‘No Christian Is Exempt’: Persecution Worldwide Still Rampant, Congress Told
One reason Christians are increasingly persecuted is that Christianity is expanding in countries that lack religious freedom.
February 20, 2014 - 11:12 pm
WASHINGTON – A senior Vatican official and several international experts told a House subcommittee that Christians are still enduring violence, torture, and death across the globe.
Archbishop Francis Chullikatt, the Vatican’s envoy to the United Nations, said “flagrant and widespread” persecution of Christians rages in the Middle East.
“No Christian is exempt, whether or not he or she is Arab. Arab Christians, a small but significant community, find themselves the target of constant harassment for no reason other than their religious faith,” Chullikatt testified before the House subcommittee on Africa, Global Health, Global Human Rights, and International Organizations last week.
Before taking the post as the permanent observer of the Vatican to the UN, Chullikatt served as a Vatican representative in Iraq and Jordan.
The persecution of Christians in Iraq has increased in the wake of the country’s democratic transition. Chullikatt said that under Saddam Hussein religious minorities enjoyed more protection because law and order were “forcibly imposed.”
“[Religious] minorities felt protected because they were participants on the benefits that came about from the strict law and order that was imposed by those regimes,” Chullikatt said. “Minorities, because of the situation that prevailed, could exercise all their rights.”
Chullikatt said that today “Christians are caught in the crossfire” because of insecurity and sectarian tensions.
He warned that a deterioration of the conflict in Syria could have similar results.
Chullikatt said one of the most egregious examples of the ongoing persecution is the rise of a so-called “tradition” of bombing Catholic and other Christian places of worship every Christmas Eve.
Three bombings killed at least 34 people in Baghdad last December, including a car bomb that exploded as worshippers were leaving a Christmas service.
From more than one million Christians before the onset of the Gulf War in 1991, Chullikatt said that today about 300,000 Christians are left in Iraq.

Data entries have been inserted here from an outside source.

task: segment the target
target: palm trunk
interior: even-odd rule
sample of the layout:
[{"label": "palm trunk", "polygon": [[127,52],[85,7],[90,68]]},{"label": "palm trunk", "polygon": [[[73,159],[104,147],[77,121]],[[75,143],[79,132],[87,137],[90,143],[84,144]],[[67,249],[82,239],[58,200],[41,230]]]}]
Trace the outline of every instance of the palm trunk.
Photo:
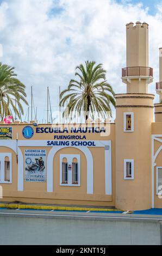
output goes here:
[{"label": "palm trunk", "polygon": [[87,104],[87,109],[86,112],[86,117],[85,117],[85,122],[89,118],[89,113],[90,111],[90,106],[91,106],[91,100],[90,96],[88,96],[87,98],[88,104]]}]

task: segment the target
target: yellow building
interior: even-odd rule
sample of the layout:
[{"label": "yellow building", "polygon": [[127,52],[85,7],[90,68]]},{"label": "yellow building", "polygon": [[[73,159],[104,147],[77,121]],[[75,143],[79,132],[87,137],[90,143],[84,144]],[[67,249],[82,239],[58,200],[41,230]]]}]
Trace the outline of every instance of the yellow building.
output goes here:
[{"label": "yellow building", "polygon": [[[127,93],[115,95],[115,123],[0,124],[3,202],[162,208],[162,102],[148,93],[148,25],[127,24]],[[162,48],[160,82],[162,100]]]}]

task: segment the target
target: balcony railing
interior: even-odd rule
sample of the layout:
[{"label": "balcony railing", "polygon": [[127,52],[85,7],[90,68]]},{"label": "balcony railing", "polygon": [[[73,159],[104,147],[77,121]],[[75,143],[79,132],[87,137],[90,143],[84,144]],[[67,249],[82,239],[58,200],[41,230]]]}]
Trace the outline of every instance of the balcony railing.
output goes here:
[{"label": "balcony railing", "polygon": [[158,82],[156,83],[156,90],[162,89],[162,82]]},{"label": "balcony railing", "polygon": [[148,66],[130,66],[122,69],[122,77],[128,76],[153,77],[153,69]]}]

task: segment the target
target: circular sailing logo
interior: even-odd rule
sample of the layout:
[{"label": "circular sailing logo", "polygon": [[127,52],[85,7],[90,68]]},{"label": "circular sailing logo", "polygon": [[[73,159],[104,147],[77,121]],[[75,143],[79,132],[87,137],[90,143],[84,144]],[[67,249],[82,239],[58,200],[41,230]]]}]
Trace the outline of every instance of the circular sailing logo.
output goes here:
[{"label": "circular sailing logo", "polygon": [[30,139],[33,136],[34,130],[30,126],[24,127],[22,130],[22,135],[26,139]]}]

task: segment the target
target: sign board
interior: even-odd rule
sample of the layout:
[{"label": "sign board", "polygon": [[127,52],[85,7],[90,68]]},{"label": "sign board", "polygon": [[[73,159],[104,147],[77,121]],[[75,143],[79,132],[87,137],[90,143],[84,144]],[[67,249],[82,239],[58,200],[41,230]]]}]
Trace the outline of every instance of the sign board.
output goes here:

“As we witness the black flag of al-Qaeda again fly over cities such as Fallujah, which we had won at the cost of so much American blood, we wonder how it is that for Christians in Iraq, life appears to be worse now than it was under the vicious dictator Saddam Hussein,” said subcommittee chairman Chris Smith (R-N.J.).
Smith cited research by the Pew Center that concluded Christians are the single most harassed group worldwide. According to the report, Christians were harassed in 139 countries around the world between 2006 and 2010.

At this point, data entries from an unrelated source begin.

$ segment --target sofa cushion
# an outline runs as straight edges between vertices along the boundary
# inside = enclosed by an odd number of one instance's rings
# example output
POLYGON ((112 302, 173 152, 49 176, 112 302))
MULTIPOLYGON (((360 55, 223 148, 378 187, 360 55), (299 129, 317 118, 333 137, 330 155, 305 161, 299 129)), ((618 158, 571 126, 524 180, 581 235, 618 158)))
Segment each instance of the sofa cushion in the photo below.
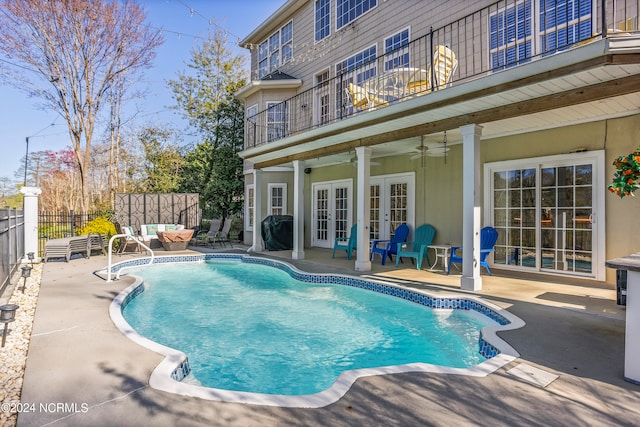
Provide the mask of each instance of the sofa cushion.
POLYGON ((145 234, 147 236, 155 236, 158 232, 158 224, 147 224, 146 228, 147 232, 145 234))

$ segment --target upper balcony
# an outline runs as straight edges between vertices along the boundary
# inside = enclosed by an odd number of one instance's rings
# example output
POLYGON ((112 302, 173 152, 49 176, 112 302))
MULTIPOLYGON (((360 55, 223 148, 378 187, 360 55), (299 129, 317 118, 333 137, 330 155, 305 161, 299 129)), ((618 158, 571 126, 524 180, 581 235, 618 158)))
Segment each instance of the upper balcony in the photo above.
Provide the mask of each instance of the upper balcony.
MULTIPOLYGON (((598 40, 615 37, 628 40, 619 44, 622 49, 640 47, 640 1, 602 0, 588 2, 593 5, 589 8, 580 7, 578 1, 566 2, 574 9, 565 5, 562 11, 546 12, 534 11, 536 3, 500 1, 373 60, 345 64, 335 77, 246 117, 245 153, 272 151, 272 146, 277 149, 284 142, 295 145, 301 134, 322 134, 332 124, 374 111, 389 109, 391 114, 391 107, 409 105, 410 100, 421 100, 411 105, 427 105, 441 99, 435 96, 438 92, 598 40)), ((525 80, 515 75, 515 80, 525 80)), ((394 117, 400 117, 404 110, 396 110, 394 117)))

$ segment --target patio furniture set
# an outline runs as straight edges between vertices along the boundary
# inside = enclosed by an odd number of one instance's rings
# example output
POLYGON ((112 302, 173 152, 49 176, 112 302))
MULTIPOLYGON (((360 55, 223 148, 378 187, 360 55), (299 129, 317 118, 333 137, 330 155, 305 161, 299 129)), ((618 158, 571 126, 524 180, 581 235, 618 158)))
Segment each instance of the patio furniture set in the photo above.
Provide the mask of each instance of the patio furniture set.
POLYGON ((86 258, 90 258, 94 250, 100 250, 103 255, 106 254, 105 237, 102 234, 51 239, 44 245, 43 261, 47 262, 50 258, 64 258, 69 262, 73 254, 84 254, 86 258))
MULTIPOLYGON (((333 252, 331 258, 335 257, 337 250, 344 250, 347 253, 347 259, 351 259, 351 254, 354 250, 357 250, 356 235, 357 225, 351 227, 349 236, 346 238, 336 238, 333 245, 333 252)), ((393 261, 392 255, 396 256, 395 262, 398 267, 398 262, 403 262, 403 258, 411 259, 411 263, 416 264, 418 270, 422 269, 422 262, 426 258, 427 264, 430 265, 429 271, 436 271, 436 265, 438 259, 442 263, 442 271, 447 274, 451 273, 452 264, 462 264, 462 247, 451 245, 434 245, 433 238, 436 234, 435 228, 430 224, 423 224, 419 226, 415 233, 413 241, 407 242, 409 236, 409 227, 407 224, 400 224, 393 233, 393 238, 388 240, 373 240, 371 242, 371 249, 369 254, 369 260, 373 261, 375 254, 380 255, 382 265, 385 265, 387 258, 393 261), (434 251, 434 262, 431 263, 429 259, 429 249, 434 251)), ((487 262, 488 256, 494 252, 494 246, 498 240, 498 232, 493 227, 484 227, 480 231, 480 266, 487 270, 487 273, 491 275, 489 264, 487 262)))

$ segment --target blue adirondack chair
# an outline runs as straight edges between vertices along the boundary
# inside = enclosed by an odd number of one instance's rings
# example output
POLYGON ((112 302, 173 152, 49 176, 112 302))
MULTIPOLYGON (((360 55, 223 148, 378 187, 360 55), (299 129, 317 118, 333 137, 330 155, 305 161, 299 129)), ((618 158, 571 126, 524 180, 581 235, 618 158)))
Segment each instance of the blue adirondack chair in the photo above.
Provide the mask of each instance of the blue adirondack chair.
POLYGON ((349 231, 349 236, 345 239, 343 237, 336 237, 333 242, 333 252, 331 252, 331 258, 336 254, 336 250, 347 251, 347 259, 351 259, 351 253, 356 248, 356 236, 358 234, 358 225, 354 224, 349 231))
MULTIPOLYGON (((489 270, 489 264, 487 263, 487 257, 491 252, 494 252, 494 246, 498 240, 498 231, 493 227, 484 227, 480 230, 480 267, 487 269, 487 273, 491 276, 491 270, 489 270)), ((447 274, 451 272, 451 264, 462 264, 462 256, 457 254, 456 251, 462 249, 460 246, 451 247, 451 257, 449 258, 449 269, 447 274)))
POLYGON ((418 270, 422 268, 422 260, 425 257, 427 258, 427 263, 431 264, 429 262, 428 249, 435 235, 436 229, 431 224, 422 224, 416 228, 413 241, 400 245, 398 256, 396 256, 396 267, 398 266, 398 260, 401 260, 401 258, 411 258, 411 263, 415 259, 418 270))
POLYGON ((371 244, 371 254, 369 255, 369 261, 373 261, 374 254, 380 254, 382 257, 382 265, 384 265, 387 257, 391 261, 391 255, 396 255, 398 253, 398 245, 405 240, 407 240, 407 236, 409 235, 409 227, 407 224, 400 224, 398 228, 393 232, 393 239, 391 240, 374 240, 371 244), (382 246, 378 246, 382 244, 382 246))

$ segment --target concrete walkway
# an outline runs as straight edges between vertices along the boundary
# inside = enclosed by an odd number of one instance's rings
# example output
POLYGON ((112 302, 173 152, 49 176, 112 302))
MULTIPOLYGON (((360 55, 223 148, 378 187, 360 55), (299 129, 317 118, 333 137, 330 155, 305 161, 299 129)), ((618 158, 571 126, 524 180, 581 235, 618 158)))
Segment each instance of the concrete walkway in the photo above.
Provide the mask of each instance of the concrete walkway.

John Allen, associate editor at the Boston Globe and a veteran journalist who has written extensively on the persecution of Christians, said many ignore the issue because of outdated preconceptions.
“Say ‘religious persecution’ to most Westerners, and the images that come to mind are the Crusades, the Inquisition, the wars of religion,” Allen said. “The typical Christian in today’s world is not an affluent American male pulling up to church in a Lincoln Continental; it’s a poor black woman and mother of four in Botswana.”